In today’s post I’d like to discuss my attempts to determine the exact size of the Rodrigues debris fragment, and what its dimensions tell us about the size of the marine organisms growing on it. This is important in determining how long the piece floated in the ocean.


1- side view
Figure 1


In Figure 1 we are looking at the top of the piece, with the “back” of it (the part not facing toward the cabin interior) upward. I’ve marked in blue 12 inches on the ruler visible in the foreground. Based on the relative number of pixels, I calculate the length of the edge in yellow to be 11.5 inches, and the thickness of the piece (red line) as approximately 1 inch. The purple circle shows the approximate location of the “Lonely Barnacle” which I’ll talk about in a little bit.

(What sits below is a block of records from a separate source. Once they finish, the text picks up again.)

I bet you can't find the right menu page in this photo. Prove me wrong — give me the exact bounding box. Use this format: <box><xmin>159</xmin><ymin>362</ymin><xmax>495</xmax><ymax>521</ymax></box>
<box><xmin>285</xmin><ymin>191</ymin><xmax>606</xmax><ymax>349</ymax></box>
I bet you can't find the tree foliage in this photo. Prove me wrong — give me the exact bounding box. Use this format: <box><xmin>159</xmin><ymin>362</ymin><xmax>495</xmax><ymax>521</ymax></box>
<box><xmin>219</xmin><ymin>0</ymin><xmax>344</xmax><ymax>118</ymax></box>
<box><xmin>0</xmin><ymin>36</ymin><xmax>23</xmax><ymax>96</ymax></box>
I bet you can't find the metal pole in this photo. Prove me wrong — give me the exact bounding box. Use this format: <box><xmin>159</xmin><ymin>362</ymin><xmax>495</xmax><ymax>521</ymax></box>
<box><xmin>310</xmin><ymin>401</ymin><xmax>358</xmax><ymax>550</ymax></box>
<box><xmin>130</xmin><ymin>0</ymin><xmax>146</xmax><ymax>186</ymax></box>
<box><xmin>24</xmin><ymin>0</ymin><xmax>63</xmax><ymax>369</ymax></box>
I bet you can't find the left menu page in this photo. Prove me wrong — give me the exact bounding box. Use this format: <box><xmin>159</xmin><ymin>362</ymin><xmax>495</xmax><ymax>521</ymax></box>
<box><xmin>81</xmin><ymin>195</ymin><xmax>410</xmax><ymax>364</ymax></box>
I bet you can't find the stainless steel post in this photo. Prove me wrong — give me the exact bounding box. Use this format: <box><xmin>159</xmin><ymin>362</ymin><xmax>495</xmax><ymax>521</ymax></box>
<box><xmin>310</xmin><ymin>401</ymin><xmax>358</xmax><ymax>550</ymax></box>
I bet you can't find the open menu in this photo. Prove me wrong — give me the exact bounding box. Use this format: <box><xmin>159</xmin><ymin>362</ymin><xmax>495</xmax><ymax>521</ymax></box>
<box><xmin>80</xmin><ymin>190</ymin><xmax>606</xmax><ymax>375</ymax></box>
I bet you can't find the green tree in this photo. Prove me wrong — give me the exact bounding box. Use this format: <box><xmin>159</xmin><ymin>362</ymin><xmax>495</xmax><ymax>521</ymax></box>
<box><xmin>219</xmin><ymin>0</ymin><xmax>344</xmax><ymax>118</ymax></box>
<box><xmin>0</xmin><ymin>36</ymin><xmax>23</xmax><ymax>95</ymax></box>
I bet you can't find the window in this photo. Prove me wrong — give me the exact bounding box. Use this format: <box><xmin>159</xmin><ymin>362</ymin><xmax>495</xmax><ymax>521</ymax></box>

In Figure 2 we see a close-up of the bottom edge of the piece. Although the object appears to be of uniform width, the hex cells at the bottom have a different orientation from those elsewhere in the piece: their longitudinal axes are vertically oriented, rather than back-to-front:

2- bottom view copy
Figure 2


In a comment on an earlier post, reader Ken Goodwin identified the honeycomb material as most likely being 1/8 inch 3 lb Nomex. This would match well with the width of the piece as measured in Figure 1. If the seven cells I’ve outlined in blue above have a total length of 7/8 of an inch, then the total width of the honeycomb portion (green line) is 0.8 inches.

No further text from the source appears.